Calvin also feels, Whitman must have been practically a musical illiterate, for his references to music are of a uniform expectedness: “The conductor beats time for his band and all the performers follow him,”-“The jay in the woods never studied the gamut, yet trills pretty well to me,”-“With music strong I come, with my cornets and my drums.” But, he foregrounds the fact that poets like Whitman are blessed with an extraordinary ear for inner rhythm(s) which they can articulate in radical free, rolling, thrusting verses capable of revitalizing the entire world of poetic language. He relied on both his innate musicality and his experience as a music journalist to formulate aesthetic principles that would carry over into his poetry. His singer is poet, prophet, bard, mystic celebrator of the self-; the poet in everyman, in the worker, in the individual. To sing is to articulate both the soul and the Self. His analysis of Whitman’s magnum opus Leaves of Grass gives a conceptual framework of Whitman’s “poetic” styles often termed as ‘musical’ in an attempt to transcend one’s limited disciplinary outlook in order to better analyze the elusive fluid boundaries that exist between the arts.

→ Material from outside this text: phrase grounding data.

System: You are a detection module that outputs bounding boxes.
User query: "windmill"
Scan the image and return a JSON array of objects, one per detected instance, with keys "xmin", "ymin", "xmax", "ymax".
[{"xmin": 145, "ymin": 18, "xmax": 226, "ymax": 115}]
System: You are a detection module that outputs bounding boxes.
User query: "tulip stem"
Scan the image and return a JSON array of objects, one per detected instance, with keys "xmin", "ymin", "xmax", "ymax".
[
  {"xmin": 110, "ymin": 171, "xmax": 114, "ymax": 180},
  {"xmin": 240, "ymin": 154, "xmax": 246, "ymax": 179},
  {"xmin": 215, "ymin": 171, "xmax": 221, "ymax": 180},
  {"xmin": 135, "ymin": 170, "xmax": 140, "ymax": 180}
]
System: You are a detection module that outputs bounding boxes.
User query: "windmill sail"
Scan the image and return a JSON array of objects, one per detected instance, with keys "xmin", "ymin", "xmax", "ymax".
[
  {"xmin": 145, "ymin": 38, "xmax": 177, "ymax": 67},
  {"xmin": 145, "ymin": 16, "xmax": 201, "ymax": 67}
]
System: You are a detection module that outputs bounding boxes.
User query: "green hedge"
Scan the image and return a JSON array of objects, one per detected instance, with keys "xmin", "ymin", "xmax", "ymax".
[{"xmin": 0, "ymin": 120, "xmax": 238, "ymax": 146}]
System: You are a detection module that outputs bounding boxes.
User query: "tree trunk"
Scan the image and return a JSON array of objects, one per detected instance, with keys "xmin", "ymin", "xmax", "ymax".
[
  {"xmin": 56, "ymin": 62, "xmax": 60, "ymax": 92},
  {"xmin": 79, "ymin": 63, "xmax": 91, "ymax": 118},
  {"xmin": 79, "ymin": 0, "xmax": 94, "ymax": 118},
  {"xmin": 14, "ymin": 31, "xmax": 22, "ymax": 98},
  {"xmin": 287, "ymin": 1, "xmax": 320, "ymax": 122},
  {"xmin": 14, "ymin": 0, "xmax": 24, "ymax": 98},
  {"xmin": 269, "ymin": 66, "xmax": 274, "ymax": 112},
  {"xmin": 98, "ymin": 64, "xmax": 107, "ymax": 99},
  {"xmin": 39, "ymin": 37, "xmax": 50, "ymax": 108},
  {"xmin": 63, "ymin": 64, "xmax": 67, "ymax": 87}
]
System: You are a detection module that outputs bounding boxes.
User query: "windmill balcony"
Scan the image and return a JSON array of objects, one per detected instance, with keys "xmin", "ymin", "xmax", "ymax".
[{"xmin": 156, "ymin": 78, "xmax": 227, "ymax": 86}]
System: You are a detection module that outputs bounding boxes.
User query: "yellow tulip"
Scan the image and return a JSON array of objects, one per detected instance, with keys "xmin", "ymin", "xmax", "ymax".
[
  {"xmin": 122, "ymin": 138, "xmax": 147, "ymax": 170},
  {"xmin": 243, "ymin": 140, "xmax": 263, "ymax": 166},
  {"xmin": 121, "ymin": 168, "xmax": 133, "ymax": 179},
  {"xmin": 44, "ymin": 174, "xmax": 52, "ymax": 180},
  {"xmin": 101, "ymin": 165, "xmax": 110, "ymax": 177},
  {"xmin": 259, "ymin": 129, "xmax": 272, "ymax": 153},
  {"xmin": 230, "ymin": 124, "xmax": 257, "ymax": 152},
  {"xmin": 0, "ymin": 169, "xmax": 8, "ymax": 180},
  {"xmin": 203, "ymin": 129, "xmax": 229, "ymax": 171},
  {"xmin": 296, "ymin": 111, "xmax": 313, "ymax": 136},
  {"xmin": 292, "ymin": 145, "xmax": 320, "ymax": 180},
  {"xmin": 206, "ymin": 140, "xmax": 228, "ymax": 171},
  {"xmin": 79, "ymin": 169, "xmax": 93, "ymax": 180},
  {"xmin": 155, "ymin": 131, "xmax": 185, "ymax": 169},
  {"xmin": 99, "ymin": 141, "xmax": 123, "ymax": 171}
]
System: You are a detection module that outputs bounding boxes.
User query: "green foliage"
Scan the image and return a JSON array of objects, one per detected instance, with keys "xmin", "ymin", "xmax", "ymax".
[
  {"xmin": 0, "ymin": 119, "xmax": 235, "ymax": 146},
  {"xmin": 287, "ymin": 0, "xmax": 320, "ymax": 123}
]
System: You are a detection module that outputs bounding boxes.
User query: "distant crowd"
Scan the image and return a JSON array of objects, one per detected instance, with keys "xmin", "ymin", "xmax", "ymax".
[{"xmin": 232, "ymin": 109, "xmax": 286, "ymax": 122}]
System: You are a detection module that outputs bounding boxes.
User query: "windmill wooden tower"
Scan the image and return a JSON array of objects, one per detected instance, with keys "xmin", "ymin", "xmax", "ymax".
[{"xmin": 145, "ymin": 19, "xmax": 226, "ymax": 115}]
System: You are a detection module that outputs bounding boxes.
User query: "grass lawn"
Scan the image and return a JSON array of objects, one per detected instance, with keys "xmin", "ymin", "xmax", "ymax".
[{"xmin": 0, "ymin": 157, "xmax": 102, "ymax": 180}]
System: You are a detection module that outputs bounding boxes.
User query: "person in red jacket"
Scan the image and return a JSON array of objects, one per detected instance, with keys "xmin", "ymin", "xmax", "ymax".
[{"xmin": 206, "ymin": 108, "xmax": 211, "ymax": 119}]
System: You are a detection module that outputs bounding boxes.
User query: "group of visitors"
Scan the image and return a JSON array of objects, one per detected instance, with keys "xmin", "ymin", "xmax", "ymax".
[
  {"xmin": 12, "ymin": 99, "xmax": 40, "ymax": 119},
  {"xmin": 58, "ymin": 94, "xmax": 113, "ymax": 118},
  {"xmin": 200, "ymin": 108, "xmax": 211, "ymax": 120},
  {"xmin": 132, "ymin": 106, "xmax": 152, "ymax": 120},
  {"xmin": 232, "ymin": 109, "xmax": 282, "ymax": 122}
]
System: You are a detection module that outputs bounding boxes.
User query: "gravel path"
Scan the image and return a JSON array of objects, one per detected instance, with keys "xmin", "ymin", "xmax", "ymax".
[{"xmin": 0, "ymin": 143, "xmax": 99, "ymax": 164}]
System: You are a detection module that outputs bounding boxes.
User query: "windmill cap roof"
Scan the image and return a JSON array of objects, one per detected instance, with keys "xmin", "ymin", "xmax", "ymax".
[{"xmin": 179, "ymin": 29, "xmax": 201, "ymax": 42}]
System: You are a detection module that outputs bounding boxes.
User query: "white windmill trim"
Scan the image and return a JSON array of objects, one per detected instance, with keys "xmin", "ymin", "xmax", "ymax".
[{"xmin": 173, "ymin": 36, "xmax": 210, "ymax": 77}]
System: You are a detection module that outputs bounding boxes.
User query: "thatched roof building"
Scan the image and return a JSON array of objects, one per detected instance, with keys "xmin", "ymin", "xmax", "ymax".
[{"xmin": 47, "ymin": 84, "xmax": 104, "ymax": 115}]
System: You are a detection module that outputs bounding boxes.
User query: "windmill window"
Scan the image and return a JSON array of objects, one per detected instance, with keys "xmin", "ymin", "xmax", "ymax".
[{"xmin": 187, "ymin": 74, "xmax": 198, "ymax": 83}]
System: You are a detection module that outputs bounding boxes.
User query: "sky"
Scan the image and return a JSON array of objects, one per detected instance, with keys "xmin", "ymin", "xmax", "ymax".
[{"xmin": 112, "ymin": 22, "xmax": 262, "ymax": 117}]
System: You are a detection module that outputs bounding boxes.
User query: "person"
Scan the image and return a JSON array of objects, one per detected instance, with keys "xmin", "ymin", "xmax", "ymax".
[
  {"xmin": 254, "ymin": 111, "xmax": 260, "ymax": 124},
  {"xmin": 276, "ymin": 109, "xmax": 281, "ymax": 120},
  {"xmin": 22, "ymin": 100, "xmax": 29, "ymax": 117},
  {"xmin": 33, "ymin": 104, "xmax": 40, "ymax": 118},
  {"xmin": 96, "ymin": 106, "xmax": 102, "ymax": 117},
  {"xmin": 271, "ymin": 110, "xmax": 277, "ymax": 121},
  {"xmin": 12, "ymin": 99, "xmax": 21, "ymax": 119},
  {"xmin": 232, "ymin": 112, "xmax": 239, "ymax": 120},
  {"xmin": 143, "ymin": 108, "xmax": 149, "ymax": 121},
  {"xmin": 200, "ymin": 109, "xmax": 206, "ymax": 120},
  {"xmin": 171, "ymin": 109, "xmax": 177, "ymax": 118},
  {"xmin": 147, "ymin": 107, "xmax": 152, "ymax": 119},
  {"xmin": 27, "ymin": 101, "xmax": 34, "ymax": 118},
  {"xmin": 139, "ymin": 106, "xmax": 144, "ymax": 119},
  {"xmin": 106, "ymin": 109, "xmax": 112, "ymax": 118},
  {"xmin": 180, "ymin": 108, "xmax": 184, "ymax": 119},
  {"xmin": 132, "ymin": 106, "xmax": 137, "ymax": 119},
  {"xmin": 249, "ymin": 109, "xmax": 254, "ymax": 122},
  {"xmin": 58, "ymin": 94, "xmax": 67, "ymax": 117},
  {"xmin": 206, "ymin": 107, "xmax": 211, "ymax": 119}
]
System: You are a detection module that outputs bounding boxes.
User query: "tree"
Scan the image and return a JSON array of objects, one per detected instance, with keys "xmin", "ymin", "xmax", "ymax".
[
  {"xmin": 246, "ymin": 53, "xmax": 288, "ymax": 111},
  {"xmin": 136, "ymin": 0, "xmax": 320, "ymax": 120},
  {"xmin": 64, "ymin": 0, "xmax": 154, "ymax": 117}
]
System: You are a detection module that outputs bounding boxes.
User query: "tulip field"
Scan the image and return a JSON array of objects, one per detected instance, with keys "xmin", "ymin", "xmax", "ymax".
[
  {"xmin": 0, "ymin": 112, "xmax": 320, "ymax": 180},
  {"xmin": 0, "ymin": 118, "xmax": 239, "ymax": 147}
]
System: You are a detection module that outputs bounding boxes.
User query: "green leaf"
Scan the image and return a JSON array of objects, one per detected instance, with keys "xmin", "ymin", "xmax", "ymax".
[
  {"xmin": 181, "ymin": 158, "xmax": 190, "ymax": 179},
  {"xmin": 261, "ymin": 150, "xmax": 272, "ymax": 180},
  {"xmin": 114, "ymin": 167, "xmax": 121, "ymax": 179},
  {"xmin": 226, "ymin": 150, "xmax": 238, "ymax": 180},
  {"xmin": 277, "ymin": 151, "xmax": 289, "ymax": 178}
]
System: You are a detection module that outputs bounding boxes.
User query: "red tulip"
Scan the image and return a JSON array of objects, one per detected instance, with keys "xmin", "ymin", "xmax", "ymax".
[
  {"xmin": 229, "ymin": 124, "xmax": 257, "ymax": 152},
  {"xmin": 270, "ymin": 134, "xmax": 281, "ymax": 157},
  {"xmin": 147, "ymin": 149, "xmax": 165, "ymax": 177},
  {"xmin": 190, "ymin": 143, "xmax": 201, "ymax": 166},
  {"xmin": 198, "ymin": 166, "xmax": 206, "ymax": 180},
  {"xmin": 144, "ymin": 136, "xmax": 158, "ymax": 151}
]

For Calvin, Conrad Aiken’s interest in music is visible even in the titles of his poems, where we find nocturnes, tone poems, variations, dissonants, and symphonies. He describes Aiken as probing for musical effects from the beginning of his poetic career, and though many poets have used titles containing musical implications, and many have been fond of musical references and intricately developed symbols, Calvin shows that no one has been as successful as Aiken in conveying the musicality of his themes. While analysing the collections Nocturne of Remembered Spring: And Other Poems ( 1917) and Selected Poems (1924) , he shows how the formal arrangement of a good deal of Aiken’s poetry is based on musical principles rather than on the more widely accepted poetic ones. Calvin writes- ” His symbols are developed and combined in ways parallel to the composer’s handling of themes in which music is that epitome of the individual and the universe which it was to Schopenhauer.”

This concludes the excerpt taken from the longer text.